Moreover, Vora et al. [1] concluded that the discovery of a glycoprotein, Tsp29Fb, containing the tetraspanin domain which was hypothesized to be the ortholog of human CD63 (as a marker for mammalian exosomes/EVs), provided evidence for conservation in intercellular communication mediated by EVs. Therefore, it was proposed that inhibiting this communication could be a fundamental therapeutic strategy for preventing DENV2 transmission from arthropods to humans.

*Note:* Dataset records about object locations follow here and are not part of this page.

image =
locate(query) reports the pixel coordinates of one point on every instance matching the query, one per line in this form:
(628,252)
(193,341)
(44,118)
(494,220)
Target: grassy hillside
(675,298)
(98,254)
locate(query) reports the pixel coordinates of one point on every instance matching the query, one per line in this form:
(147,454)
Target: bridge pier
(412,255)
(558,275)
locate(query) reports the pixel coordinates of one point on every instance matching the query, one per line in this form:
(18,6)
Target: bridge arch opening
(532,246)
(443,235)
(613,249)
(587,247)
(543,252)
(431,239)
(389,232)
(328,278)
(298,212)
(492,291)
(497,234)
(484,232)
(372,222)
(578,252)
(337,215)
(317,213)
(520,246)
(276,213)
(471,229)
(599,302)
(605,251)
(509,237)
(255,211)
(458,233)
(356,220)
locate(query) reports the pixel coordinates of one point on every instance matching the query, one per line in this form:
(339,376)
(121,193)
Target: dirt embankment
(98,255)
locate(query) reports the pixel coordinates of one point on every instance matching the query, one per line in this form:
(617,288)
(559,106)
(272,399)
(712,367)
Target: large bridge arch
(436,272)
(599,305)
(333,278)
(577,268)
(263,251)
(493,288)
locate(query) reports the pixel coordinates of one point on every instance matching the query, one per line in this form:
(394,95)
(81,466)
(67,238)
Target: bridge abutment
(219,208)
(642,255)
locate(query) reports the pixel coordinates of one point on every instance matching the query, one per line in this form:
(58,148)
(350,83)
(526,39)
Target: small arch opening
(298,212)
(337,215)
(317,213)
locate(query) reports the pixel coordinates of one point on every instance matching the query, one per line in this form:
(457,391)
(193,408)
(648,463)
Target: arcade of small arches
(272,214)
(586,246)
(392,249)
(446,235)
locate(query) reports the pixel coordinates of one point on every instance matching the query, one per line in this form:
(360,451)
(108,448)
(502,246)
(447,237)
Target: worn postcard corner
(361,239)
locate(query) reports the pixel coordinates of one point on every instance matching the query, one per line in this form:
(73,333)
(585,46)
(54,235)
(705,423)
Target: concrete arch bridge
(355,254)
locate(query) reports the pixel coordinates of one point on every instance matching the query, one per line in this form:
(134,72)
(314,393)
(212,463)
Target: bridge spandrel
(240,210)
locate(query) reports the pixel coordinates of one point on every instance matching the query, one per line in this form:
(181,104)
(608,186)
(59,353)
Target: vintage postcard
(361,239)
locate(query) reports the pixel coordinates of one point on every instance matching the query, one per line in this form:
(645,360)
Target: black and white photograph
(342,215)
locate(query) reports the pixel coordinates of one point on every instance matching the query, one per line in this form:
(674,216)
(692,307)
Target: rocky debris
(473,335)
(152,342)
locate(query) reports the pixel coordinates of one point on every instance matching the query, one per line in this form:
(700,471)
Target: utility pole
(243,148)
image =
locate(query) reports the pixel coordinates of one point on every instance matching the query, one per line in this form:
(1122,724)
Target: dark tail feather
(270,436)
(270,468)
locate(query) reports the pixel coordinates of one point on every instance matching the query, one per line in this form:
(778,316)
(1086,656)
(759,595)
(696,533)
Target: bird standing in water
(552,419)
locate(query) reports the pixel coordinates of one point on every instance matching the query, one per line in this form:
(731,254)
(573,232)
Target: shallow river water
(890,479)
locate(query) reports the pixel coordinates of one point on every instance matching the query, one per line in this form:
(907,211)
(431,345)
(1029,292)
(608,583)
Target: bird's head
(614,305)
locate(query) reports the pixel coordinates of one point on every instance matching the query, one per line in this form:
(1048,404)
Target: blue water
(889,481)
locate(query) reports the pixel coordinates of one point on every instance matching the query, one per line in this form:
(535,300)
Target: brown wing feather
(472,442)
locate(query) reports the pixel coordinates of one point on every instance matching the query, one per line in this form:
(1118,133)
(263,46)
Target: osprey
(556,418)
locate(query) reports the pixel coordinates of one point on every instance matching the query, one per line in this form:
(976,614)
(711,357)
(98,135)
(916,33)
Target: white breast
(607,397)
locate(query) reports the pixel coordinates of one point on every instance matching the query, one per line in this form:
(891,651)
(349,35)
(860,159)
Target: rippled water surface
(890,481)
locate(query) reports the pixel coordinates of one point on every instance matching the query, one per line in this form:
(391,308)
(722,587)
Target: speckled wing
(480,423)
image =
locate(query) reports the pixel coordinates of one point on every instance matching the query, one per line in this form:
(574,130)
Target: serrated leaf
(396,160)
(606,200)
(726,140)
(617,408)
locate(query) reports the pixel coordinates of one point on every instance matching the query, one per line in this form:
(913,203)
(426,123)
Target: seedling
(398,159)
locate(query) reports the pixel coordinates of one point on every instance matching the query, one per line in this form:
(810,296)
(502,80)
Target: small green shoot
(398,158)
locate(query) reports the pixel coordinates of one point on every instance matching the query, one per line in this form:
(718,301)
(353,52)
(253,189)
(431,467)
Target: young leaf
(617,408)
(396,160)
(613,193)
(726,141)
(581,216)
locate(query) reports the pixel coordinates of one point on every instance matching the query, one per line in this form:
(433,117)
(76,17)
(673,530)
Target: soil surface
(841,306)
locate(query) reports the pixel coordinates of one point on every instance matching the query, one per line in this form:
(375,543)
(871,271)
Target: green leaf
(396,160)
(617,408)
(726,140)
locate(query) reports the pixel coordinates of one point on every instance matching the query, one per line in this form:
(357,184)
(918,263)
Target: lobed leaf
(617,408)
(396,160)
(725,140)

Freitas et al. [58] also observed that EVs might be capable of aggregating DENV and facilitating its entry via phagocytosis. EVs may also induce DENV fusion, inhibiting its fusion with the endosomal membrane and accelerating its degradation in the lysosome. In contrast to previous research, it was observed that exosomes derived from DENV-infected mosquito cells contained infectious DENV RNA and proteins. This indicated that such exosomes possessed the potential to serve as the agents of DENV transmission from mosquito to mammalian cells [61]. The presence of positive- and negative-stranded viral RNA, NS1, and E proteins in exosomes derived from tick cells infected with LGTV or mosquito cells infected with DENV2/DENV3 suggested that arthropod-borne viruses or arboviruses could use exosomes as mediators for intercellular communication between infected and uninfected recipient cells [62].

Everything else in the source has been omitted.